The data in Figure 4 show reversible sensor responses over long durations for the two very different molecular systems, namely, the competitive oligonucleotide assay (panels (a)–(c)) and the competitive small-molecule immunoassay (panels (d)–(f)). The time-dependent data in Figure 4b,e show that the signal dynamically responds to repeated increases as well as decreases in analyte concentration, applied over a time period of many hours. Compared to the sandwich assays, three interesting differences are seen. First, the competition assays give a sensor with inverted response: an increase in analyte concentration causes a decrease in switching activity because the analyte molecules compete with the analogues. Second, the responses in the competition assays are much faster than the responses in the sandwich assays. The faster response is caused by the law of mass action, as the analyte concentrations are higher in the competition assays compared to the sandwich assays. Third, the competition assays are prepared with a reduced density of binders on the particle side or on the substrate side. A low density is essential in order to achieve reversible monovalent bonds and avoid irreversible multivalent bonds between the particles and the substrate. The density of binders is approximately three orders of magnitude lower in the competition assays compared to the sandwich assay. The open squares in Figure 4b show the raw data of the DNA competition assay. The observed signal decrease follows a straight line with a loss rate of 6 × 10–6 s–1 (see Supporting Information Section 7). This rate is equal to the dissociation rate constant of the biotin–streptavidin bonds that are involved in the coupling of the particle-side binders (see Figure 4a). A similar time-dependent dissociation of particle-side binders may have occurred in the sandwich assay experiment of Figure 3, but in that data, the dissociation is not visible due to the small loss of signal compared to the error bars. The predictable nature of the signal loss allows the application of a mathematical correction method. The solid data points in Figure 4b represent the measured signal after correction for the loss (see Supporting Information Section 7). The resulting dose–response curves are shown in Figure 4c.

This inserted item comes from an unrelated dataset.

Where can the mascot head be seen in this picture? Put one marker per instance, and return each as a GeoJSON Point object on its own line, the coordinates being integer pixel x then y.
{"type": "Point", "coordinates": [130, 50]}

In the creatinine assay, a signal loss rate of 2 × 10–5 s–1 is observed (see Supporting Information Section 8). Since proteins are generally less stable than oligonucleotides, the higher loss rate is potentially caused by a gradual loss of activity of the antibodies. Again, the observed rate of signal loss allows the application of a mathematical correction. The solid data points in Figure 4e represent the measured signal after correction for the loss (see Supporting Information Section 8). Alternatively, the original signal can be recovered by supplementing fresh analogues into the flow cell (see experimental results in Supporting Information Section 8). In summary, Figure 4 shows consistent time-dependent responses and dose–response curves, for two very different competition assays (ssDNA oligonucleotide assay and small-molecule immunoassay), over a wide concentration range (nM to mM), over monitoring periods of many hours.

Conclusions

We have described a biofunctionalization strategy based on click-coupling to a low-fouling polymer for improving the control and durability of real-time continuous biosensing with single-molecule resolution. The bottlebrush polymer (PLL-g-PEG) is strongly attached to the substrate by multivalent electrostatic interactions and serves as a spacer between immobilized molecules and the solid substrate. Reversible and consistent responses were observed over long durations in different molecular systems, namely, a sandwich oligonucleotide assay, a competitive oligonucleotide assay, and a competitive small-molecule immunoassay, showing the general applicability of the approach. Picomolar, nanomolar, and micromolar analyte concentrations were measured with continuous sensor operation over many hours. The presented molecular architecture is suited for a variety of substrates and for further industrialization. We found that the shelf-life of the modified surface in a wet state is several months (Supporting Information Section 3). We expect that the sensor with this novel biofunctionalization strategy will enable real-time monitoring for a wide range of applications that can benefit from series of biochemical data and dynamic process control, including biological research as well as medical, pharmaceutical, and industrial applications.

Acknowledgments

We thank Human Gesellschaft für Biochemica und Diagnostica mbH for kindly providing the anticreatinine antibody. We thank Max Bergkamp and Emiel Visser for the particle tracking and event detection algorithms. Part of this work was funded by the Dutch Research Council (NWO), section Applied and Engineering Sciences, under grant number 15481. Part of this work was funded by the Safe-N-Medtech H2020 project under grant agreement no. 814607.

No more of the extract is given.